The vote highlights a pivotal moment in the care of patients most likely to develop active multiple myeloma (MM), potentially altering the course of disease and treatment. DARZALEX

该投票凸显了最有可能发展为活动性多发性骨髓瘤（MM）患者护理中的一个关键时刻，可能会改变疾病和治疗的进程。 DARZALEX

FASPRO

法斯普罗

is a foundational therapy in MM, and if approved in this indication, would provide a potential path for earlier intervention.

是多发性骨髓瘤（MM）的基础治疗，如果在此适应症中获得批准，将为更早的干预提供潜在途径。

No treatments are approved specifically to treat HR-SMM. In 2024, it was estimated that more than 35,000 people would be diagnosed with MM in the U.S., and approximately 15 percent of newly diagnosed MM cases are classified as smoldering. While patients diagnosed with HR-SMM are asymptomatic, approximately 50 percent are likely to develop active disease within two to three years.

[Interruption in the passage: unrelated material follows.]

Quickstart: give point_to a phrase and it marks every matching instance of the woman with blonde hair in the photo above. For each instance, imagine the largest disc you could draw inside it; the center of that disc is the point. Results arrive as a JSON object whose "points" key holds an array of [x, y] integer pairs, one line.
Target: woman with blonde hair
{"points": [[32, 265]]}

目前尚无专门批准用于治疗高风险冒烟型多发性骨髓瘤（HR-SMM）的疗法。据2024年估计，美国将有超过35,000人被诊断为多发性骨髓瘤（MM），其中约15%的新诊断病例被归类为冒烟型。尽管被诊断为高风险冒烟型多发性骨髓瘤的患者无症状，但大约50%的患者可能在两到三年内发展为活动性疾病。

The current standard of care (SOC) for smoldering multiple myeloma (SMM), even those considered high-risk, is active monitoring ('Watch and Wait') until progression, which may lead to therapeutic intervention only after the detection of end-organ damage..

目前冒烟型多发性骨髓瘤（SMM）的标准治疗（SOC），即使是那些被认为是高风险的患者，也是在进展前进行积极监测（“观察和等待”），这可能仅在检测到终末器官损伤后才导致治疗干预。

'Early intervention in high-risk smoldering multiple myeloma demonstrated a reduction in the risk of progression or death,' said Sen Zhuang, M.D., Vice President, Oncology Clinical Research, Johnson & Johnson Innovative Medicine. 'The proactive approach demonstrated in the AQUILA study is an example of Johnson & Johnson's aspiration to get in front of cancer by providing a platform to treat disease before progression to active disease.'.

“早期干预高危冒烟型多发性骨髓瘤显示出降低疾病进展或死亡风险的效果，”杨森制药肿瘤临床研究副总裁朱晟（Sen Zhuang）博士表示，“AQUILA 研究中展现的前瞻性方法是强生致力于通过提供在疾病进展为活动性疾病之前进行治疗的平台，来领先于癌症的一个例子。”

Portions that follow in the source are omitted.